HOW COME? Why water drops cling to glass
Why is it so hard to shake the last drops of water out of a glass? asks a reader.Pour a glass of water into the sink, and the water streams effortlessly out, emptying the glass. Oops, wait: Some of the water isn't cooperating. Tiny drops cling to the sides and bottom, stubbornly refusing to accompany their water molecule friends down the drain.
Have some water droplets figured out how to outsmart gravity? Actually, it's a kind of electrical attraction.
Water molecules in liquid form slide past each other, rather like people moving in a crowd.
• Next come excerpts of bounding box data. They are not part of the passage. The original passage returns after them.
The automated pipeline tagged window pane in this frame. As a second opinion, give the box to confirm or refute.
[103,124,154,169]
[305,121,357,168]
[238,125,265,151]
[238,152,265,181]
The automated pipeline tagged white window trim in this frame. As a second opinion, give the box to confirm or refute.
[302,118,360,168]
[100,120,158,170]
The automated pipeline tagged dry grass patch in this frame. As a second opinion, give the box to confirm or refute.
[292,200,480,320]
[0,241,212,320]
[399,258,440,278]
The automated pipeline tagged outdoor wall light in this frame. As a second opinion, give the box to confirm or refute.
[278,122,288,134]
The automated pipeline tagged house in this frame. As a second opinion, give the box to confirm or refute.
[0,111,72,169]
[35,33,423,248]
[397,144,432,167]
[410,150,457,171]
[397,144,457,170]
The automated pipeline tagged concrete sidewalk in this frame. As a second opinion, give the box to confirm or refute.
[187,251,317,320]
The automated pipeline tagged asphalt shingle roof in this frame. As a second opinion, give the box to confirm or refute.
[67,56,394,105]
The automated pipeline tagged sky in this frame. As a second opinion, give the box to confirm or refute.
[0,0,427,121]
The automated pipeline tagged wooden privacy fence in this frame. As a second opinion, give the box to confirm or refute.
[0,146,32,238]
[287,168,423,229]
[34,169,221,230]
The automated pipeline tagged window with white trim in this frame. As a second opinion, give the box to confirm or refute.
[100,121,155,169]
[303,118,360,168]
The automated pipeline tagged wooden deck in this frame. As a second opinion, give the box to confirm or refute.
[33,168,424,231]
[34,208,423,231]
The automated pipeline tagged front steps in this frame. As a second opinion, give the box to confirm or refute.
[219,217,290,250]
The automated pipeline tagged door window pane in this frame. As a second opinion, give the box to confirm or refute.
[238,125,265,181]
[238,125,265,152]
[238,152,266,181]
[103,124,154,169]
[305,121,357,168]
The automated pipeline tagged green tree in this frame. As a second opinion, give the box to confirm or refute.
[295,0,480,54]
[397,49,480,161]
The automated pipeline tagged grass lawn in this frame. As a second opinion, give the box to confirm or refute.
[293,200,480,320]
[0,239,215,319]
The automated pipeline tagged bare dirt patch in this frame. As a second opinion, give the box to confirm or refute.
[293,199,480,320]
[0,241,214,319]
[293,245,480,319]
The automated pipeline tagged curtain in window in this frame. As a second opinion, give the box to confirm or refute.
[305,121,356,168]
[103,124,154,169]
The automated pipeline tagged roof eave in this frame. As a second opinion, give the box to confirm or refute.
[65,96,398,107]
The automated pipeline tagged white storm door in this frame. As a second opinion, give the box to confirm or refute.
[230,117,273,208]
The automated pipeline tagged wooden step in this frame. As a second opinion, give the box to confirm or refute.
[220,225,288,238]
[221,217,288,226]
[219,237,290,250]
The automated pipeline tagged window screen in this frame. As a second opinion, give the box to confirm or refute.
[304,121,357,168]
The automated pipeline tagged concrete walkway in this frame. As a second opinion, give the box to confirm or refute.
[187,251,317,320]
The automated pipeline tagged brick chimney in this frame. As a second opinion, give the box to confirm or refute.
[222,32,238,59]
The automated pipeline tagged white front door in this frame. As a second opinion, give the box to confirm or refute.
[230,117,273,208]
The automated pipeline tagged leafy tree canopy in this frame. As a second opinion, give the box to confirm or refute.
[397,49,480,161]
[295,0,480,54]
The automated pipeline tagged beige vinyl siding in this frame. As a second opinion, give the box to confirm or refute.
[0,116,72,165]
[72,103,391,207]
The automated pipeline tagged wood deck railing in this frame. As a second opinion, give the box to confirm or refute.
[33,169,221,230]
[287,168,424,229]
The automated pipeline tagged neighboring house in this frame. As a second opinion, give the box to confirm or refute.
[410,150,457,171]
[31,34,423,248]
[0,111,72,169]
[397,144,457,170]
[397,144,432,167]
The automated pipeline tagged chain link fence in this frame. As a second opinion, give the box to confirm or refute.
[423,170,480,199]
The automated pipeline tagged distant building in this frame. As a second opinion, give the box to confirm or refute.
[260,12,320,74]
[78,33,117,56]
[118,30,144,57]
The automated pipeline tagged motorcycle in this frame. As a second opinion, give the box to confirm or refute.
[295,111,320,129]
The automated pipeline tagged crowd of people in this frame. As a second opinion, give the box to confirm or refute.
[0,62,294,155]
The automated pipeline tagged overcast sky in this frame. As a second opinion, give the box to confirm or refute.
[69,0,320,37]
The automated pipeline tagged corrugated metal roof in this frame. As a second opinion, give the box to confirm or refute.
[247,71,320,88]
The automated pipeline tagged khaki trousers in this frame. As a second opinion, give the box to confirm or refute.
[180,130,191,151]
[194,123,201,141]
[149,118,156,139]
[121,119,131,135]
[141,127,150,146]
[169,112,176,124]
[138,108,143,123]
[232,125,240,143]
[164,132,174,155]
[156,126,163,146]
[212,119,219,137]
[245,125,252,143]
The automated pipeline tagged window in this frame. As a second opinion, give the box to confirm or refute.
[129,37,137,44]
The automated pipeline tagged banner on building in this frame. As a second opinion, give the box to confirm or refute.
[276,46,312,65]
That's what makes liquids shape-shifters, able to flow into nooks and crannies of a container. By contrast, in solid ice, water molecules sit frozen in a crystal lattice, vibrating in place.
But while molecules move more freely in liquid form, they are still electrically attracted to each other. Why? Each H2O molecule is shaped rather like a triangle, with one oxygen atom at the top and two hydrogen atoms at the base. Since the oxygen atom is bigger, it has more (positively charged) protons in its nucleus. And since opposites attract, it draws (negative) electrons from the hydrogen atoms toward itself. Result: The oxygen end of a water molecule has a slight negative charge; the hydrogen end is weakly positive.
So even in a flowy liquid, water molecules form bonds: The hydrogen end of each molecule is attracted to the oxygen end of other H2O molecules. This "hydrogen bonding" holds water molecules together in a loose mass.
But at the liquid's surface, water molecules aren't all that attracted to gas molecules in the air above. Their attraction is "downward," to other water molecules filling the glass, and to fellow H2O molecules on the surface. This makes the surface, a patchwork of highly bonded molecules, resemble the thin skin of a balloon. (Such "surface tension" is why some lightweight insects can actually walk on water.)
Surface tension is also what pulls small parcels of water into rounded drops. Turn a glass of water upside down, and most of it pours right out. But smaller groupings of water molecules form drops on the glass' surface. What holds them in place? Water molecules, it turns out, are very attracted to molecules in glass.
Bigger drops fall out with a shake, gravity tugging them earthward. The smallest, lightest drops cling on, their own surface molecules and the glass' locked in an electrical embrace. In fact, water is so fond of glass that rather than converging into drops, it can spread out, wetting the glass. Try to shake it out, and it may race around the rim of the glass, holding on tight.